Gregg: Yeah I’m pretty sure thanks to gerrymandering there’s no chance the R will lose.
Me: The R will win.
Gregg: Yeah, 100%. It’s a certainty.
Me: The ONLY thing that would guarantee a more landslide win for R in my town was if the D candidate was a proven illegal who killed a nun in a DUI accident and got caught fingerbanging her corpse by a crowd of third graders on their way to sunday school.
Gregg: I CAN MAKE THAT HAPPEN.
Me: Everyone makes fun of them, so why not buy one [of these]? Wear it to Clyde’s & shit on yuppie night.
Gregg: Oh man those wolf shirts.
Me: Yeah. It’s ten bucks; why not?
Gregg: My favorite comment so far (besides Tuscan Whole Milk refs) is: “I have this same tattoo on my chest so this shirt really helps in cold weather.”
Gregg: I am sure before long wearing one will be hipster-ironic.
Me: Fuck. Another grand scheme scuttled in the development phase.
Me: Tonight is Murder Night.
Gregg: um OK
Me: Intended victim: Invasive mulberry bush.
Me: I’ve already cut the motherfucker down twice.
Gregg: BURN IT
Me: I need to at least appear to attempt to save the one next to it (which it appears to be strangling).
Gregg: BURN IT ANYWAY, AND HOLD A TEARY PRESS CONFERENCE ABOUT COLLATERAL DAMAGE AND YOUR TOTAL COMMITMENT TO MINIMIZE CIVILIAN CASUALTIES.
Gregg: Then blame a mid-level officer and get on with life.
Me: Erin found some baby clothes that said something on the front in PHP.
Me: Like: <?php “baby();”> or something like that.
Me: So that made me think: “Python onesie”.
Gregg: Isn’t that a singleton?
Me: I don’t know what a “singleton” is… at least how it relates to programming.
Gregg: A class that only exists to return a single object.
Me: Then, yes, it would be.
Gregg: Technically, I guess it should test if other instances exist and either kill them or refuse to create.
Gregg: But it’s a fucking baby thing, there’s not enough space on the child’s front for real design patterns.
Gregg: Looking over those last few lines, I now know why I never get invited to parties.
Me: You wouldn’t want to imply that the baby kills other instances of Baby which subclass Human.
Me: Not yet, anyway.
Me: You could always subclass differently to imply it.
Gregg: DIVIDE BY ZERO
Gregg: PERL6 WILL ALLOW DIVISION BY 0
Gregg: THAT’S WHY IT’S TAKING SO LONG
Me: Instead of throwing an error, it will return a unicorn.
Gregg: (to me) While we disagree on elements of the One True Language (i.e., Perl, Python, or PHP), I think we are totally united in saying: “HAHAHA, Twitter was down for 3 hours during the [Apple] keynote.
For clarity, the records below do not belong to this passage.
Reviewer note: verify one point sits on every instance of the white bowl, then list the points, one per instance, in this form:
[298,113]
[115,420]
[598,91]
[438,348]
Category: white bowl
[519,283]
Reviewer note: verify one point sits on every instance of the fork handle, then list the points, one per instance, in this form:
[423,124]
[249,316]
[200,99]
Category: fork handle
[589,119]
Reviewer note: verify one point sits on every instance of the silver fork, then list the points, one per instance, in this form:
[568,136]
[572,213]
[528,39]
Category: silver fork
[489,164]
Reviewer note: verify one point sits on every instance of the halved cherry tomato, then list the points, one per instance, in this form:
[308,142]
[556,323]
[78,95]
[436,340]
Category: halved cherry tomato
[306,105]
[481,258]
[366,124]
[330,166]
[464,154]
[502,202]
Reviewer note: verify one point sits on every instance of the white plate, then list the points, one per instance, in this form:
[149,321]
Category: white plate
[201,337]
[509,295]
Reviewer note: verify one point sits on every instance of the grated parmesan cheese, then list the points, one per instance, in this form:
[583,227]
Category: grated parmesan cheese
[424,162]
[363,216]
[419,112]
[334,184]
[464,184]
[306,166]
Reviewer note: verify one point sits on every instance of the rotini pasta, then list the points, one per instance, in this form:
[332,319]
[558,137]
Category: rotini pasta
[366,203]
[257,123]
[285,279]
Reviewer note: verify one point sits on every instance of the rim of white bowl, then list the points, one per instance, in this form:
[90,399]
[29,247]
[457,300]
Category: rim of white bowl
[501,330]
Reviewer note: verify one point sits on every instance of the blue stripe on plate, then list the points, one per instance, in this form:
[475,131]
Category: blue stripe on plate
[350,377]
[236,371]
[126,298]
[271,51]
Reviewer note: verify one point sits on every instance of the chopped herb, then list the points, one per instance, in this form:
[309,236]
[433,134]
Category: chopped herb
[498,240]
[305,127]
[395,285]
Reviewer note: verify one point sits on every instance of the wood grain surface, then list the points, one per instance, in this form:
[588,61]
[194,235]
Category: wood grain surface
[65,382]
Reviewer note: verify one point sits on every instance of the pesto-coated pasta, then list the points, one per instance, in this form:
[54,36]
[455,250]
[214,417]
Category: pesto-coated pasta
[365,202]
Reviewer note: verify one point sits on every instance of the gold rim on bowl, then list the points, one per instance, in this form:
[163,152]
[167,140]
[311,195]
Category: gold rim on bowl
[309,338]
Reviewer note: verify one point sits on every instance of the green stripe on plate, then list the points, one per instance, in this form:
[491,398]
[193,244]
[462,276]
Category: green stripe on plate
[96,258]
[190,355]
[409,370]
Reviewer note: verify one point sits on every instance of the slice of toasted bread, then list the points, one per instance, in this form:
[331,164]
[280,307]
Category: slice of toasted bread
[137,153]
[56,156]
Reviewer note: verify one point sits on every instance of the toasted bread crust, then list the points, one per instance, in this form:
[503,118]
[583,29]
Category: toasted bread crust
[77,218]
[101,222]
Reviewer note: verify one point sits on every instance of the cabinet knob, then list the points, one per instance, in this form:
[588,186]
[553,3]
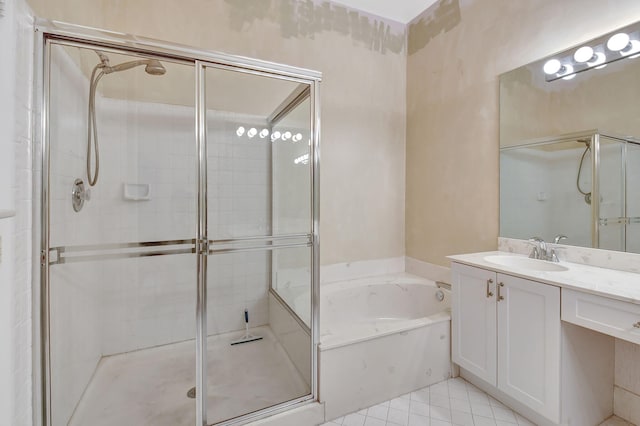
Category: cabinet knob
[489,293]
[500,297]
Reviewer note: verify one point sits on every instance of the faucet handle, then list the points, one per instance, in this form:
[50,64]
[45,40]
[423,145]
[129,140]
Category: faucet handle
[559,237]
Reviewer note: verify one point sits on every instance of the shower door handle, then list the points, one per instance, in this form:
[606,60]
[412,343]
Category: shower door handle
[489,293]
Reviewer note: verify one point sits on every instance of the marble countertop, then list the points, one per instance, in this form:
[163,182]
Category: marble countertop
[604,282]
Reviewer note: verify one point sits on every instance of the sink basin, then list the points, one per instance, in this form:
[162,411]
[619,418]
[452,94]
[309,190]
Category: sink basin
[525,263]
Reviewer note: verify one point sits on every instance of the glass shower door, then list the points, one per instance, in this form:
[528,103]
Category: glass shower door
[259,209]
[611,194]
[120,292]
[633,201]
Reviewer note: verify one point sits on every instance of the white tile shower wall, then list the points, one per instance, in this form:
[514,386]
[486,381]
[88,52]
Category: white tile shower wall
[16,71]
[142,302]
[521,213]
[544,200]
[74,292]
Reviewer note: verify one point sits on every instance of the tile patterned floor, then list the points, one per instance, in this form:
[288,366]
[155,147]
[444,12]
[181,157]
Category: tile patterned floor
[452,402]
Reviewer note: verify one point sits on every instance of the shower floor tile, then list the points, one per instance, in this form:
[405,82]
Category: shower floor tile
[149,386]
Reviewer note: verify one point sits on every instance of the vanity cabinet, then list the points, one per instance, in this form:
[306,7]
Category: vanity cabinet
[507,332]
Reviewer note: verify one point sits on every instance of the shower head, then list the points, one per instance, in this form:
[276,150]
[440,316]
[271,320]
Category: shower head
[154,67]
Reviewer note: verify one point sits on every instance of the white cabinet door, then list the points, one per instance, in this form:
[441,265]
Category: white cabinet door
[529,343]
[473,316]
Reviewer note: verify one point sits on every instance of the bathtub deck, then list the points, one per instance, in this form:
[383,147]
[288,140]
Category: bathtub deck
[149,387]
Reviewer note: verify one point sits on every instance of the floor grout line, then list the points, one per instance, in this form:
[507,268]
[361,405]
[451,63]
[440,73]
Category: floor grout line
[417,398]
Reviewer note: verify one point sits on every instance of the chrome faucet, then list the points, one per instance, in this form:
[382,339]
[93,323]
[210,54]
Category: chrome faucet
[559,237]
[540,250]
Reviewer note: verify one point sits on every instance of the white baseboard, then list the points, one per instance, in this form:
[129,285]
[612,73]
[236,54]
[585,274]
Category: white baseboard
[310,414]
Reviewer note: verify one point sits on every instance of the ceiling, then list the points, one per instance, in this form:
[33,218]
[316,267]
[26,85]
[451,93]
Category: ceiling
[397,10]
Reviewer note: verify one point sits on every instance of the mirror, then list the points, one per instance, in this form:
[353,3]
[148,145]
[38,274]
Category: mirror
[569,145]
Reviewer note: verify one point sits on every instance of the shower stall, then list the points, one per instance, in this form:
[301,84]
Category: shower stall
[583,186]
[179,215]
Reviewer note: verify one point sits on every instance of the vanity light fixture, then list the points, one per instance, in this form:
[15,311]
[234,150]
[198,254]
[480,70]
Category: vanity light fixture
[303,159]
[618,45]
[599,62]
[552,66]
[618,42]
[568,73]
[584,54]
[632,50]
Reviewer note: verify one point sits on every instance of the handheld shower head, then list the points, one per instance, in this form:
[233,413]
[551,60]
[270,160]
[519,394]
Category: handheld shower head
[154,67]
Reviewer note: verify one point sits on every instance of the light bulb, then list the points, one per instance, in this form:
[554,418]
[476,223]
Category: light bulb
[568,74]
[618,42]
[599,61]
[552,66]
[632,49]
[584,54]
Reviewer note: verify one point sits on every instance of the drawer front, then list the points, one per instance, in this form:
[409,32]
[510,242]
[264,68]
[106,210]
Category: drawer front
[608,316]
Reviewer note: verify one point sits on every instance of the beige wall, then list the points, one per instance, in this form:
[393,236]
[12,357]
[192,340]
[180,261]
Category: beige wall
[457,50]
[363,94]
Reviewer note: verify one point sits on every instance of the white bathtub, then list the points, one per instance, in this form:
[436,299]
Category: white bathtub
[381,337]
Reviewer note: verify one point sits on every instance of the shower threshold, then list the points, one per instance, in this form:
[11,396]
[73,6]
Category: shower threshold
[149,386]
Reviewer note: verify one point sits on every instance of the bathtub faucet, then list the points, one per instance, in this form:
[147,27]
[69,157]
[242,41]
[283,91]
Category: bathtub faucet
[442,284]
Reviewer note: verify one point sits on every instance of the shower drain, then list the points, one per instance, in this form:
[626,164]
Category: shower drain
[191,393]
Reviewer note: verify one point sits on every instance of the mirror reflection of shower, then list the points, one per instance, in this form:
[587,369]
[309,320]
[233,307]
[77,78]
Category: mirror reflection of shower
[587,195]
[152,67]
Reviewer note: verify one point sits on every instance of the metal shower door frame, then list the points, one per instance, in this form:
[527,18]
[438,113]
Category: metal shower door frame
[48,32]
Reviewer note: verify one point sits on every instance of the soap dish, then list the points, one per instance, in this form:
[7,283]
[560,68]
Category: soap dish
[137,191]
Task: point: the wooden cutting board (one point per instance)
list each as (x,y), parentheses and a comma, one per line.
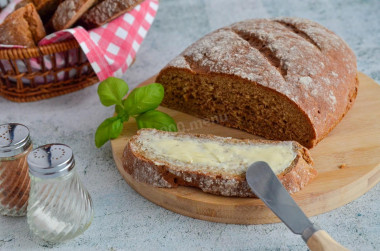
(355,142)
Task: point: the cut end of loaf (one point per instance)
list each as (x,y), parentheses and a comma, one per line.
(283,79)
(146,162)
(244,105)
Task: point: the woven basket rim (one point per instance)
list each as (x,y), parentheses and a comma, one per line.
(26,53)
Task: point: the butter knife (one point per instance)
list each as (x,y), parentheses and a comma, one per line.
(265,184)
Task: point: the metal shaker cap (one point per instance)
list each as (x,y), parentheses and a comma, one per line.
(14,139)
(51,161)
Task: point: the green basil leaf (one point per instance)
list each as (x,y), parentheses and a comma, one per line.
(144,99)
(121,113)
(112,90)
(108,129)
(156,119)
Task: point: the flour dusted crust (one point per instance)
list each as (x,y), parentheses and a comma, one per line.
(22,27)
(162,174)
(106,11)
(69,11)
(304,65)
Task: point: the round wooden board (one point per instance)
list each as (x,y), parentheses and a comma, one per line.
(355,142)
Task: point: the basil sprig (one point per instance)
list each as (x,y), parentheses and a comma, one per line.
(140,104)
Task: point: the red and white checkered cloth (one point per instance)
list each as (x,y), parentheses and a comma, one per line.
(111,48)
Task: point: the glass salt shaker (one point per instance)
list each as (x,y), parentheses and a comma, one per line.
(60,208)
(15,144)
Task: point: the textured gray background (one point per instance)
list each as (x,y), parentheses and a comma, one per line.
(123,219)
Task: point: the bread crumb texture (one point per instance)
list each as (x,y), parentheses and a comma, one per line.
(284,78)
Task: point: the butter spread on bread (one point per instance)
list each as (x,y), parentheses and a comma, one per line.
(283,79)
(214,164)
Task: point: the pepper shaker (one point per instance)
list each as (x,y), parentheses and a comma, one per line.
(60,208)
(15,144)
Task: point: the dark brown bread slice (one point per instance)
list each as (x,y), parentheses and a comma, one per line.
(69,11)
(45,8)
(22,27)
(158,172)
(283,79)
(106,11)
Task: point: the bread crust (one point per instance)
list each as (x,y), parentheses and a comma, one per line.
(304,64)
(145,170)
(22,27)
(68,12)
(106,11)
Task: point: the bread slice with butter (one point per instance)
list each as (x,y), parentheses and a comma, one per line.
(214,164)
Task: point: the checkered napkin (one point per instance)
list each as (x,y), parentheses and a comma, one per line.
(111,48)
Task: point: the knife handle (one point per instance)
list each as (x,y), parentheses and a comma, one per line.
(322,241)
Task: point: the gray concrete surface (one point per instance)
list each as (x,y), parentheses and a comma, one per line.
(126,221)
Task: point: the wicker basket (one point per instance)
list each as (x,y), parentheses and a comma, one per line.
(42,72)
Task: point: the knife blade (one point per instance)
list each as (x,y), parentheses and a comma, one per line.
(265,184)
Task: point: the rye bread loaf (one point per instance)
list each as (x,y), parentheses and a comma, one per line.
(45,8)
(282,79)
(106,11)
(22,27)
(226,178)
(68,12)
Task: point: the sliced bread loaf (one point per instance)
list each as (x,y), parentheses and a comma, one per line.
(214,164)
(282,79)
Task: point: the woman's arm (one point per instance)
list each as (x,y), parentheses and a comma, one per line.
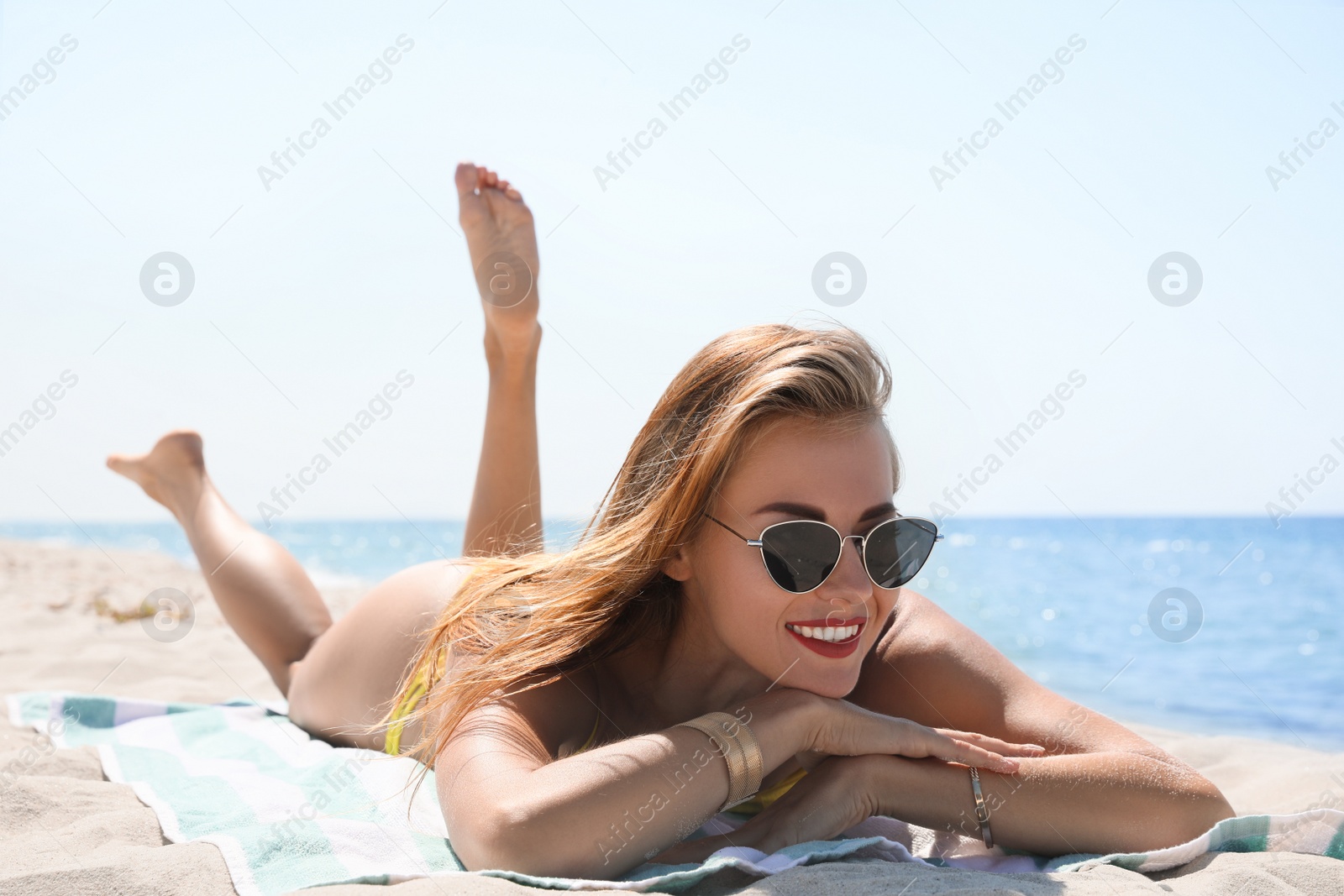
(1097,802)
(598,813)
(1104,788)
(602,812)
(1055,805)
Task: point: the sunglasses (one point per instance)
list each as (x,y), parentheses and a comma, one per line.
(801,553)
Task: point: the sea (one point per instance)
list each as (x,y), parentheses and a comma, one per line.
(1214,625)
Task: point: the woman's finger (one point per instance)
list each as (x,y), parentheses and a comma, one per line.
(1005,747)
(953,750)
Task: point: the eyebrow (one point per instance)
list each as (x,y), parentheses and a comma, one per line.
(810,512)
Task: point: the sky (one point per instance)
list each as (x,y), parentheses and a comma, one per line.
(992,282)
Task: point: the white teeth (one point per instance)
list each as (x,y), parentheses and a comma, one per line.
(826,633)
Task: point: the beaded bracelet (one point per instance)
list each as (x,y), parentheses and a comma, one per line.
(981,809)
(739,748)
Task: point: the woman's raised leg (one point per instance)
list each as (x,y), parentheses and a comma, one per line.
(339,679)
(260,587)
(349,679)
(506,515)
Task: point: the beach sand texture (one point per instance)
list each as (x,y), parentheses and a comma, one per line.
(65,829)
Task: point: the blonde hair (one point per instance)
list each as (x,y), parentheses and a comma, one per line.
(550,614)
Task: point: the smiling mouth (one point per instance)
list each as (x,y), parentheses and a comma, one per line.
(828,631)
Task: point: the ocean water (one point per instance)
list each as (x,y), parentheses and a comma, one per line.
(1250,645)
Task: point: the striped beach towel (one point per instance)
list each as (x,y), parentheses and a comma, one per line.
(291,812)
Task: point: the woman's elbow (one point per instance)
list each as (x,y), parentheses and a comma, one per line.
(511,837)
(1205,808)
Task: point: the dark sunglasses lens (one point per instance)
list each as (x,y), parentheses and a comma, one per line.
(895,551)
(800,553)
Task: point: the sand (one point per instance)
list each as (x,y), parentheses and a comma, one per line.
(65,829)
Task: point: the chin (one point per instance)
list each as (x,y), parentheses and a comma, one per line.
(837,684)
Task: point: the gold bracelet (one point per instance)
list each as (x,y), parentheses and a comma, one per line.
(752,748)
(981,809)
(743,766)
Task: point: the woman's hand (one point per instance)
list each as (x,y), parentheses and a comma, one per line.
(840,728)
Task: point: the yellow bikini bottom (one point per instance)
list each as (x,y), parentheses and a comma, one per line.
(417,692)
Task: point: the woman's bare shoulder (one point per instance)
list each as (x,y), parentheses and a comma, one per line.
(549,715)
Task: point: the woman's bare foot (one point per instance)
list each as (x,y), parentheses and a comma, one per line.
(172,473)
(501,241)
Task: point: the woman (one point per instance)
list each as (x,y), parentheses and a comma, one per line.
(748,560)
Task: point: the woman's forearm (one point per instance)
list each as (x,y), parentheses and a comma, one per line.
(604,812)
(1097,802)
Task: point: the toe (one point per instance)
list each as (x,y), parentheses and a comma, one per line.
(465,179)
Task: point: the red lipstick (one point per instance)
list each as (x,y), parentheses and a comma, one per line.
(832,649)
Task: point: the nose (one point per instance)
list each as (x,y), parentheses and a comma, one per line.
(850,580)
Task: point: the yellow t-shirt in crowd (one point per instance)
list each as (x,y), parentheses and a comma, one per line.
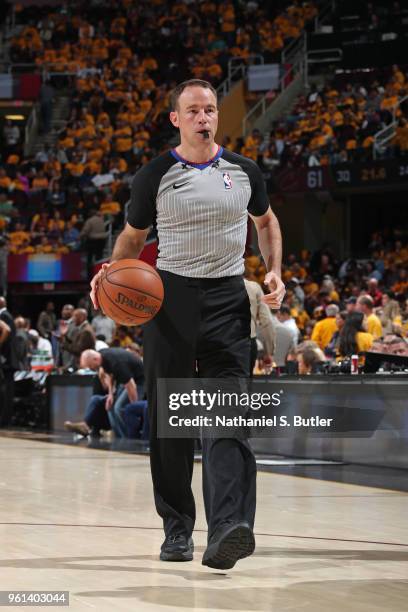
(364,341)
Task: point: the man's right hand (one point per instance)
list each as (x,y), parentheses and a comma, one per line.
(94,285)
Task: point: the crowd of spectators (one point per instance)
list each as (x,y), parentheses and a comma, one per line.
(336,124)
(343,308)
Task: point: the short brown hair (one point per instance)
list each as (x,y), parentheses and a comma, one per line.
(178,90)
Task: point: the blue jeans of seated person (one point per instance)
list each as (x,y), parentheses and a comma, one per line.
(96,416)
(117,416)
(137,420)
(116,413)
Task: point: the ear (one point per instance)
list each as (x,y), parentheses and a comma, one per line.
(174,118)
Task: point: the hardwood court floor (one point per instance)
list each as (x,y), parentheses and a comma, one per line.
(83,521)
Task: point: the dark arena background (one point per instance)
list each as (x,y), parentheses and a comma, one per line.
(316,94)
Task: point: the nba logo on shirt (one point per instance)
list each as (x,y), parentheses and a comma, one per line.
(227,180)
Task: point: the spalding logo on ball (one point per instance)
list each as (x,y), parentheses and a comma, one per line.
(130,292)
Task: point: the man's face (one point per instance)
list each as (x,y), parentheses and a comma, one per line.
(78,317)
(196,112)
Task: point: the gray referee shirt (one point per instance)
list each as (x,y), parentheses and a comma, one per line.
(200,211)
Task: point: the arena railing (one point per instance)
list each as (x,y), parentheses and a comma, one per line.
(31,129)
(387,133)
(294,68)
(237,69)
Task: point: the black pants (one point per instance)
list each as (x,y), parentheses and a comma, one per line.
(203,328)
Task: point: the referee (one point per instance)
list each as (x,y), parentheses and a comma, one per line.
(199,197)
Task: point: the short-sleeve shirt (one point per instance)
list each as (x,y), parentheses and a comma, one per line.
(123,365)
(200,211)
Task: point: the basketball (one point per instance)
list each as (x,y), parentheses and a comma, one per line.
(130,292)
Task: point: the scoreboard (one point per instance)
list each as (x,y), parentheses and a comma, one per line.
(367,175)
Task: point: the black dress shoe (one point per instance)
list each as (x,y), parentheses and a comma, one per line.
(177,547)
(231,541)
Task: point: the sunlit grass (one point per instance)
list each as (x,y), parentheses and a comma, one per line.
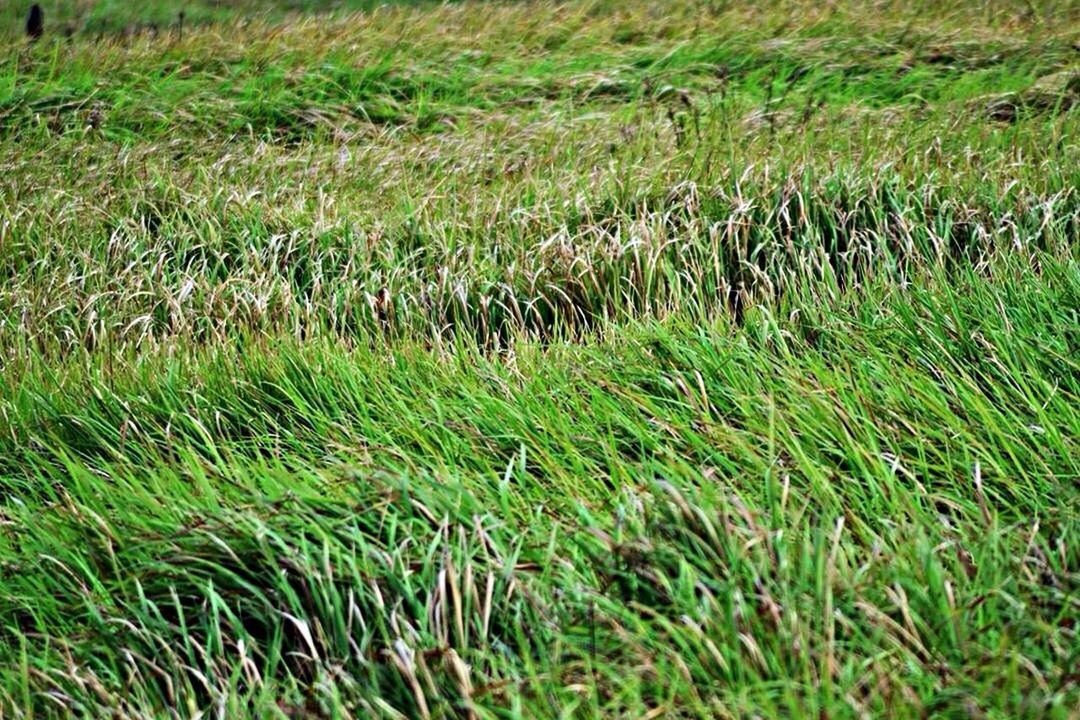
(518,360)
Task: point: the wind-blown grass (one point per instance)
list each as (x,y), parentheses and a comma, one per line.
(525,361)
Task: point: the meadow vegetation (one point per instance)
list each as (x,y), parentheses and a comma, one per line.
(592,358)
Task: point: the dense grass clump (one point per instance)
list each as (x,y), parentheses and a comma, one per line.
(518,360)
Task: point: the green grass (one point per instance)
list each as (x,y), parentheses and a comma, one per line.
(518,360)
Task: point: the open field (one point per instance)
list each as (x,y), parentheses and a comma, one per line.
(586,360)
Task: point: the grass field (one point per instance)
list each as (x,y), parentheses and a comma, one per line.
(584,360)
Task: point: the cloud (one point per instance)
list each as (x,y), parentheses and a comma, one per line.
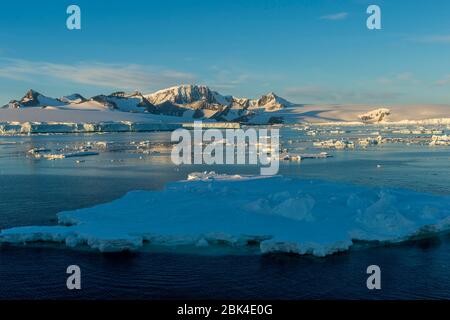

Eat a dick Ruby on Rails fags!”
(here’s what he was talking about)
On the topic of bowling:
Gregg: Now if you’re all, “Let’s go bowling and get arrested,” I can offer a number of strategies to facilitate this.
Me: I don’t want my first arrest to be for drunk and disorderly at a fuckin’ bowling alley.
Me: I want it to be fucking epic.
Gregg: Like fucking a mime to death?
Me: Only if the mime is a retarded nun.
Me: Ooh… Neko Case released a live album.
Me: Now all the hot hipsters will have something to spooge over.
Gregg: I don’t know who that is.
Me: Neither do I.
Me: Hip people love him/her.
Me: Hip people who rank The Decemberists albums at the top of their yearly lists – every year.
Gregg: Oh, the ones I want to kill?
Gregg: I thought the bulk [of Hispanic immigrants] around NoVA was Salvadoran (hence the MS-13 hysteria).
Me: (shrugging) I suppose.
Me: But you don’t hear about MH-13 from Honduras because it doesn’t exist, and is therefore useless in the main stream media / Bush Administration plot to scare the living shit out of white America.
Gregg: I’m keeping my eye on you for the good of the country. You might try that reconquista shit at any moment.
Me: Good tack.
Me: You never know when I’m gonna’ snap and start channeling the Pancho Villa action.
Gregg: One minute you’re watching hockey, and the next thing you know, boom.
Me: Beans everywhere.
Minor liberties were taken with the actual iChat transcript for presentation purposes.